|Matthew Henry's Concise Commentary|
21:12-21 God, who by his providence gives and maintains life, by his law protects it. A wilful murderer shall be taken even from God's altar. But God provided cities of refuge to protect those whose unhappiness it was, and not their fault, to cause the death of another; for such as by accident, when a man is doing a lawful act, without intent of hurt, happens to kill another. Let children hear the sentence of God's word upon the ungrateful and disobedient; and remember that God will certainly requite it, if they have ever cursed their parents, even in their hearts, or have lifted up their hands against them, except they repent, and flee for refuge to the Saviour. And let parents hence learn to be very careful in training up their children, setting them a good example, especially in the government of their passions, and in praying for them; taking heed not to provoke them to wrath. Through poverty the Israelites sometimes sold themselves or their children; magistrates sold some persons for their crimes, and creditors were in some cases allowed to sell their debtors who could not pay. But man-stealing, the object of which is to force another into slavery, is ranked in the New Testament with the greatest crimes. Care is here taken, that satisfaction be made for hurt done to a person, though death do not follow. The gospel teaches masters to forbear, and to moderate threatenings, Eph 6:9, considering with Job, What shall I do, when God riseth up? Job 31:13,14.

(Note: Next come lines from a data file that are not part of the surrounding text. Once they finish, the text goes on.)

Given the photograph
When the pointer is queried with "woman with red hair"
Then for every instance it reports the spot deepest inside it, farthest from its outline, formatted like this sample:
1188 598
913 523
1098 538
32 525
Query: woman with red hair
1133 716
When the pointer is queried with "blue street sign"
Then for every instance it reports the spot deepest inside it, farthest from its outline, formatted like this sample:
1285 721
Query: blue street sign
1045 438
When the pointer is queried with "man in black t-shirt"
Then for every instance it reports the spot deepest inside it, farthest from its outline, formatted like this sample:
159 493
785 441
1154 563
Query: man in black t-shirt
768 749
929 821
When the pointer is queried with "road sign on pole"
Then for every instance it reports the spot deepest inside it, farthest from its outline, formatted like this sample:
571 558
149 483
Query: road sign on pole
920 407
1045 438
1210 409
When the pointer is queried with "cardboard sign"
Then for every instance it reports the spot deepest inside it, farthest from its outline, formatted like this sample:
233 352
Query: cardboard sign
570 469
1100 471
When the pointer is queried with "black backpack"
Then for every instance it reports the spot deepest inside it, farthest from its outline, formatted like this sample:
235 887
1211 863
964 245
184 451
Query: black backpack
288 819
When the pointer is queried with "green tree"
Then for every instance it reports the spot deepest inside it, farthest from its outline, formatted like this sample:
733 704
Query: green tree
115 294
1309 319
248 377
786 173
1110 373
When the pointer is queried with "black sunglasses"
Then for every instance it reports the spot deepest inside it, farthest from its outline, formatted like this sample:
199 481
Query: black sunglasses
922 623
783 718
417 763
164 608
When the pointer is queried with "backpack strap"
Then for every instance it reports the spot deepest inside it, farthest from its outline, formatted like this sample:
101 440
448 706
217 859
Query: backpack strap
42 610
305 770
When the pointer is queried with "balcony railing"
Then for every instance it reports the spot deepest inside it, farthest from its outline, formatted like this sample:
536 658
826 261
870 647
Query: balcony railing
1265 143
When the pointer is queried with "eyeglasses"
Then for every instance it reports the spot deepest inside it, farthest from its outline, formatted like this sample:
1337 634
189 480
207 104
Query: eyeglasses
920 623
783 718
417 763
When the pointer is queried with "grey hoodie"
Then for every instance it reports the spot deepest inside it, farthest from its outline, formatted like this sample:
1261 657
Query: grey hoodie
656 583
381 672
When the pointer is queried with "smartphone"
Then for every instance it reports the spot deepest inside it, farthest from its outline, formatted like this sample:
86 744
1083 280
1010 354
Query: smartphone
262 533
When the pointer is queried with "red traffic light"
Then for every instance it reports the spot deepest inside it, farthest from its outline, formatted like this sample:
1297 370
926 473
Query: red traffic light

Verses 20, 21. - Homicide of slaves. In most ancient states the slave was the absolute property of his master, and might be ill-used to any extent, even killed, without the law in any way interfering. It is said that the state of things was different in Egypt (Kalisch); but we have scarcely sufficient evidence on the point to be certain that the slave enjoyed there any real and efficient protection. At Athens, beyond a doubt, the law protected the life of the slave; and a very moderate amount of ill-treatment entitled a slave to bring an action. At Rome, on the contrary, "the master could treat the slave as he pleased, could sell him, punish him, and put him to death" (Dict. of Greek & Roman Antiq. p. 1036). And this was the ordinary state of the law, particularly in Oriental countries. The Mosaic legislation must be regarded as having greatly ameliorated the condition of the native slave population. Hebrew bondmen it placed nearly upon a par with hired servants (Leviticus 25:40); foreign slaves, whether prisoners taken in war, or persons bought in the market, it protected to a very great extent. By the law given in verses 26, 27, it largely controlled the brutality of masters, who had to emancipate their slaves if they did them any serious injury. By the law laid down in verse 20, it gave their lives the same protection, or nearly the same, as the lives of freemen. "Smiting "was allowed as a discipline, without which slavery cannot exist; but such smiting as resulted in death was, as a general rule, punishable like any other homicide. The only exception was, if the slave did not die for some days (ver. 21). In that case the master was considered not to have intended the slave' s death, and to be sufficiently punished by the loss of his property. Verse 20. - If a man smite his servant, or his maid. "Maids" would commonly be chastised by their mistress, or by an upper servant acting under the mistress' s authority. "A man" here means "any one." With a rod. The rods wherewith Egyptian slaves were chastised appear upon the monuments. They were long canes, like those used by our schoolmasters. Under his hand. Criminals in the East are said often to die under the bastinado; and even in our own country there have been cases of soldiers dying under the lash. A special delicacy of the nervous system will make a punishment of the kind fatal to some, which would have been easily borne by others.
Gill's Exposition of the Entire Bible
And if a man smite his servant or his maid with a rod,.... A Canaanitish servant or maid, as the Targum of Jonathan, and so Jarchi; and that only with a rod for the correction of them, and not with a sword or any such destroying weapon, which would seem as though he intended to kill, yet nevertheless:
and he die under his hand; immediately, while he is smiting or beating him or her, on the same day, as the above Targum interprets it:
he shall be surely punished; or condemned to the punishment of being slain with the sword, as the said Targum and Jarchi explain it: this law was made to deter masters from using severity and cruelty towards their servants.